Can we plant out yet, please?
I went on a reassuring walk this week. Feeling slightly guilty for my non-gardening housemate about the compost overflowing from every windowsill, I suddenly discovered a whole forest of plants crammed into bay windows on neighbouring streets. Every other house overflowed with nasturtiums, sweet peas, lettuces and other annuals all bursting to get into the garden. I could almost feel the anticipation. But it made me wonder: when is it too early to plant out?

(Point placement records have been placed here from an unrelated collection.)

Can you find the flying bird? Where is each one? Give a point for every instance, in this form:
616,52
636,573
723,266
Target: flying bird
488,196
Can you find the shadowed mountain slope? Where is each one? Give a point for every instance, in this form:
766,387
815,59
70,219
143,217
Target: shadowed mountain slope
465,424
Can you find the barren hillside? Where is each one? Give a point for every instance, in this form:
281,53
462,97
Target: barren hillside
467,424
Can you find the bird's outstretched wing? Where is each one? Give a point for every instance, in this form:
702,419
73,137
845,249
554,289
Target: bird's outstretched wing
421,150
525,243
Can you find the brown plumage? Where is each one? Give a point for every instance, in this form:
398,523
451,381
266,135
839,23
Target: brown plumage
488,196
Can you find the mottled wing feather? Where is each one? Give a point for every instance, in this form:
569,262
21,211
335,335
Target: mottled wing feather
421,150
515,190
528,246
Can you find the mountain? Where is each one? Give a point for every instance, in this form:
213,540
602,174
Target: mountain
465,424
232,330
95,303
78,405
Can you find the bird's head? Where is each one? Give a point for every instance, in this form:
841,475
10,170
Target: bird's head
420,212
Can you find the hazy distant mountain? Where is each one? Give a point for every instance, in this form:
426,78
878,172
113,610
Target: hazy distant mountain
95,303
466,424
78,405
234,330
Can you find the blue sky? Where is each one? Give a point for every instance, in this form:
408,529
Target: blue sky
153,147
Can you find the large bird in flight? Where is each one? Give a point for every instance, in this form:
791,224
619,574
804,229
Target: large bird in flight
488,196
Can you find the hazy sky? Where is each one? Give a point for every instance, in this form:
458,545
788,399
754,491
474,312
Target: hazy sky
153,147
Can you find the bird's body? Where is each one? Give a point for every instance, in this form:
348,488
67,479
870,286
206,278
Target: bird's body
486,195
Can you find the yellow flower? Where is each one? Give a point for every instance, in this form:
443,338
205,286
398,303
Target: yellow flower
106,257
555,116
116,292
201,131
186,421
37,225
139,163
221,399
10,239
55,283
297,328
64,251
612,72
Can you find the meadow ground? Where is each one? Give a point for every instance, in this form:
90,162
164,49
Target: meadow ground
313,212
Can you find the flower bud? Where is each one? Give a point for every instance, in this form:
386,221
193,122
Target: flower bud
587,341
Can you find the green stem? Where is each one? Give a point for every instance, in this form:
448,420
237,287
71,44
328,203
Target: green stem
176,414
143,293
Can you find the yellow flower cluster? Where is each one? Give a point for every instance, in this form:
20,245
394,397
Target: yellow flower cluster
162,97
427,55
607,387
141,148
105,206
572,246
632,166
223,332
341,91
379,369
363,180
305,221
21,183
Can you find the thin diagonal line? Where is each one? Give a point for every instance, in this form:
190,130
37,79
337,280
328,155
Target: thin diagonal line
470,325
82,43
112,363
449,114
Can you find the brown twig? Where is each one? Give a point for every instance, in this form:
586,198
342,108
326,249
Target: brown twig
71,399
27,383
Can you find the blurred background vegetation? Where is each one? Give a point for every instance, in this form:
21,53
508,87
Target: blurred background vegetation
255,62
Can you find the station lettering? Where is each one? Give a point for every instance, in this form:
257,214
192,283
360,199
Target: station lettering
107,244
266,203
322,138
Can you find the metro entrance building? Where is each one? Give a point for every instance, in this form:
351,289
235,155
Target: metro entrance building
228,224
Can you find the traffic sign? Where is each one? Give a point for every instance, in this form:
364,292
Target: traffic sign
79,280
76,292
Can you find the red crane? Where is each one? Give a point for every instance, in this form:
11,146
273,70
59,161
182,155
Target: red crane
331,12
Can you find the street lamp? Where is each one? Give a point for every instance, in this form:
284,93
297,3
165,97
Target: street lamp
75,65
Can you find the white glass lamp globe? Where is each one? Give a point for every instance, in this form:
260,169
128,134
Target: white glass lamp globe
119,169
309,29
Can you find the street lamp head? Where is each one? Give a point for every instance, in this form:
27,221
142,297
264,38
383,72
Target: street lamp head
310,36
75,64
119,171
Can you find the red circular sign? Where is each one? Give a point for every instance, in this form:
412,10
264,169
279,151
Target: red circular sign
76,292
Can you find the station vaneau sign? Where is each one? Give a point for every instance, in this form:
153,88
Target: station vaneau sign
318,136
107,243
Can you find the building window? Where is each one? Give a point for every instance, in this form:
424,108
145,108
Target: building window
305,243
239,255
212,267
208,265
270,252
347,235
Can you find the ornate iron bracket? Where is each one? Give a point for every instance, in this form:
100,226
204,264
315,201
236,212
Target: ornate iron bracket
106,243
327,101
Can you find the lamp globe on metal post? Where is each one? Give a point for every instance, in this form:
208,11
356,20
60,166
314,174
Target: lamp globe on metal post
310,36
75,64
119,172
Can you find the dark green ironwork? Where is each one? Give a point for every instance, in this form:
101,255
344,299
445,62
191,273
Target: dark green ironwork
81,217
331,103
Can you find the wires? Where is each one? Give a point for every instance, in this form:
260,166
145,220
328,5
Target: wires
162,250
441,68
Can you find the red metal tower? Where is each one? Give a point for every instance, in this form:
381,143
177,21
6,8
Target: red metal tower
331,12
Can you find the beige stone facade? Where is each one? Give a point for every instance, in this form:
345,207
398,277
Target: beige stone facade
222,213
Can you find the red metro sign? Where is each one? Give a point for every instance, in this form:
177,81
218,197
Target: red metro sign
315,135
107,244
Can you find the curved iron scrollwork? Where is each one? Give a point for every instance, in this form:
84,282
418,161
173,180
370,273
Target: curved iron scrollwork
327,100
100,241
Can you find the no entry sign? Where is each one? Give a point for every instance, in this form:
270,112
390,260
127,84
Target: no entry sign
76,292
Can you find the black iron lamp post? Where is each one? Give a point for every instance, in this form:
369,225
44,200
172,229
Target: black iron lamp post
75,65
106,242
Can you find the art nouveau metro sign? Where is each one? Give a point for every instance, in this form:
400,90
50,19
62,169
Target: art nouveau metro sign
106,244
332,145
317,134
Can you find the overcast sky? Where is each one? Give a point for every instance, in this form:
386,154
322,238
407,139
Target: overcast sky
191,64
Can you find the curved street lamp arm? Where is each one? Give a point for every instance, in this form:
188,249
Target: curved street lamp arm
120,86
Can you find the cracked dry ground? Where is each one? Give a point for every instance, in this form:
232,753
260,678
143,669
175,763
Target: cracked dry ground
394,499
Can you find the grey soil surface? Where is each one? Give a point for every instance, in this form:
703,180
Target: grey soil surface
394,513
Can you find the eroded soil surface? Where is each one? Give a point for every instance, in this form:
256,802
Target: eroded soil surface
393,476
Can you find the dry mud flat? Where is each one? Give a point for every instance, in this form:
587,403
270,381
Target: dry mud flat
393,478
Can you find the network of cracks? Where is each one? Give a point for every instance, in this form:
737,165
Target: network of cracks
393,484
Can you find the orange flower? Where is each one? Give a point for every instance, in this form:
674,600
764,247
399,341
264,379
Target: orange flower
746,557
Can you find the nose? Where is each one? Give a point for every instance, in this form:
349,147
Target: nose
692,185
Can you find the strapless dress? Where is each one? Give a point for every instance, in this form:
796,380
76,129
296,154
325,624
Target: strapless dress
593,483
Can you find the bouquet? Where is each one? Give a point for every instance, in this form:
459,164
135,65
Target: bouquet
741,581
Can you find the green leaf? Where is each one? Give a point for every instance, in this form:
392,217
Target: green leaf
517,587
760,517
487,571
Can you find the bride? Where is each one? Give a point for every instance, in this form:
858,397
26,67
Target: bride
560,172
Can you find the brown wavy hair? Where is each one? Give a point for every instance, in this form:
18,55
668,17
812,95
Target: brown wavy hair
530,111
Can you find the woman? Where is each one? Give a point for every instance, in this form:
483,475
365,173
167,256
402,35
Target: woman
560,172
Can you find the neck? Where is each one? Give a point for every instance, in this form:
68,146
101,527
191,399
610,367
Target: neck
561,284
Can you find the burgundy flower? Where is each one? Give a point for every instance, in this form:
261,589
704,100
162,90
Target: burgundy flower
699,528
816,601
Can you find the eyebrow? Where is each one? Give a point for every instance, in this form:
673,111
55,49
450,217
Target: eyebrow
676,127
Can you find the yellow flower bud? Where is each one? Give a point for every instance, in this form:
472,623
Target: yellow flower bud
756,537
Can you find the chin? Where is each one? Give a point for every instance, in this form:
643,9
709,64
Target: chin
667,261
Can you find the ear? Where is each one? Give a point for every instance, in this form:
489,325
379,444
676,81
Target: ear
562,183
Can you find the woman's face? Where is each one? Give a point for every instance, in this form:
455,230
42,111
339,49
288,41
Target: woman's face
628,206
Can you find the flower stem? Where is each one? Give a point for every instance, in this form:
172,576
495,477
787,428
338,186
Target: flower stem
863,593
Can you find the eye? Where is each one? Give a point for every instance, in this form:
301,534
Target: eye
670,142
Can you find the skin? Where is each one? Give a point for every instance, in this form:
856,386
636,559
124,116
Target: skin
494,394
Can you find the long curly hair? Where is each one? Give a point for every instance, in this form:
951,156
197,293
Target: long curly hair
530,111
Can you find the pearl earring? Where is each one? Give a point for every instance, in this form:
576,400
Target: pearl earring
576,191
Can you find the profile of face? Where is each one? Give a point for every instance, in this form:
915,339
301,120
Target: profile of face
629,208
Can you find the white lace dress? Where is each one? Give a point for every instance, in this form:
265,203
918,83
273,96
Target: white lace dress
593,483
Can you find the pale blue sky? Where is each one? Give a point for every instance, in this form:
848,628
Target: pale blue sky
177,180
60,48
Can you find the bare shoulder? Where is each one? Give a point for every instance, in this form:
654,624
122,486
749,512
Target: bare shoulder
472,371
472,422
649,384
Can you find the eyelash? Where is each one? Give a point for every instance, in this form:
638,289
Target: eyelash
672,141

The temptingly precise BBC garden calendar recommends waiting until 24 May to harden off tender bedding. Most of my seed packets, a range of Wilkinsons own brand, Johnsons and B&Q own brand, suggest leaving it till ‘late May’. The Royal Horticultural Society, which obviously has Queenly connotations, says that to be on the safe side, one shouldn’t even think about planting out one’s tender plants before the date of the last frost, whenever that might be – and does add the caveat that the warmer the initial growing conditions, the longer the hardening off period. Wise words
But most temptingly, Dan Pearson in the Observer says ‘do it now’! So I did, but just with one lone Lupin which I thought strong enough to test theories on. I was sadly wrong. My garden guinea pig got munched by mutant slugs within hours of being outside, then battered by a cool south-westerly. Sheepishly I retrieved it from its freezing sunspot before total takeover, its little leaves depleted on one side, and its spirit gone.
Experiment aborted, I resolved for my poor Lupin to be the last plant I release before the 31st. Roll on, June!